Denn ein solcher Frachtvertrag hat allenfalls in Bezug auf den Transport der Wasserbausteine vorgelegen und zwar zum einen zwischen der H und Herrn W für den Gesamttransport zur Baustelle in Magdeburg und zum anderen zwischen der H und der Beklagten zu 1) in Bezug auf den Umschlag der Steine von den LKWs auf den Leichter als weiteres Transportmittel. Der Primärschaden, der die mit der Klage geltend gemachten Kosten insgesamt verursacht hat, ist hingegen durch das Auseinanderbrechen des Leichters entstanden, welcher wiederum durch dessen Beschädigung während des Ladevorganges herbeigeführt worden sein soll.

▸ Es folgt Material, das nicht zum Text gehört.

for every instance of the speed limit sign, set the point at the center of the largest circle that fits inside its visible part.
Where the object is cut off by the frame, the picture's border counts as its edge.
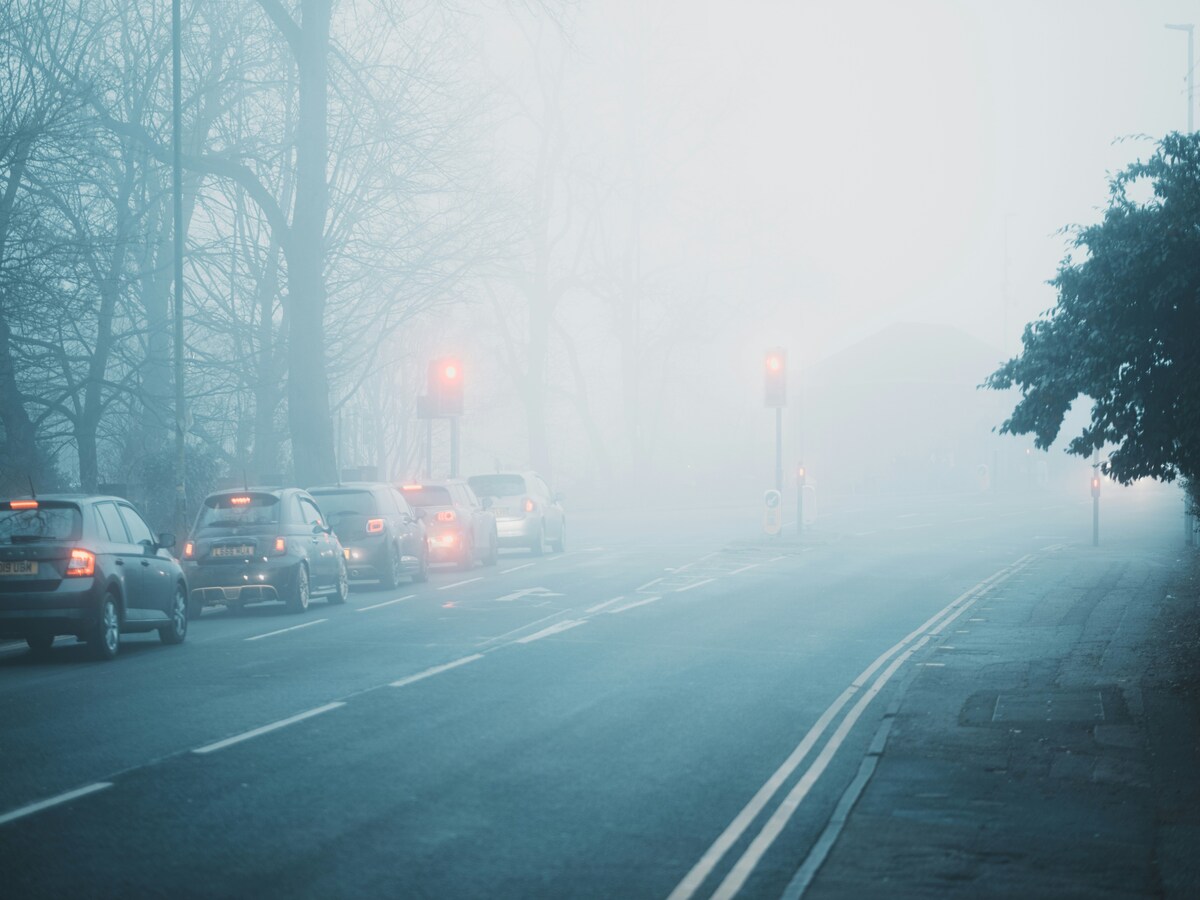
(773, 513)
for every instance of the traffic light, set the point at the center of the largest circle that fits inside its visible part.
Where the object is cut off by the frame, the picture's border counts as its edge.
(445, 387)
(775, 377)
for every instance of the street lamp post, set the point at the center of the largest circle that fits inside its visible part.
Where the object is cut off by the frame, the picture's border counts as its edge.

Soweit der geltend gemachte Schadensbetrag auch Kosten für die Bergung der Steine enthält, fallen diese bereits deshalb nicht unter das Haftungsregime des § 425 HGB, weil die Wasserbausteine weder in Verlust geraten noch beschädigt worden sind. Vielmehr handelt es sich bei den Bergungskosten allein um Mangel-folgeschäden im Sinne des § 433 HGB (Staub/Maurer, HGB, 5. Auflage, § 425 Rn. 7; OLG Celle, Urt. v. 11.05.2001 – 11 U 134/00, Rz. 46, juris – für den Bereich der damals noch geltenden KVO).

Eine Haftung der Beklagten zu 1) gemäß § 425 Abs. 1 HGB wegen des Schadens an dem Schubleichter selbst scheidet indes aus, weil die Beklagte zu 1) den Schubleichter nicht zu dem Zweck der Beförderung übernommen hat.

Gemäß § 425 Abs. 1 HGB haftet der Frachtführer unter anderem für den Schaden, der durch Beschädigung des Gutes in der Zeit von der Übernahme zur Beförderung bis zur Ablieferung entsteht …

Haben die Vertragsparteien – in Abweichung von § 412 Abs. 1 HGB – vereinbart, dass der Frachtführer das Gut auch zu verladen hat, so beginnt der nach § 425 Abs. 1 HGB maßgebliche Haftungszeitraum bereits zu dem Zeitpunkt, in dem der Frachtführer das Gut zum Zwecke der Verladung in seine Obhut nimmt, also nicht erst mit Beendigung des Beladevorgangs (vgl. BGH, Urteil vom 12.01.2012 – 1 ZR 214/10, TranspR 2012, 107, mwN) …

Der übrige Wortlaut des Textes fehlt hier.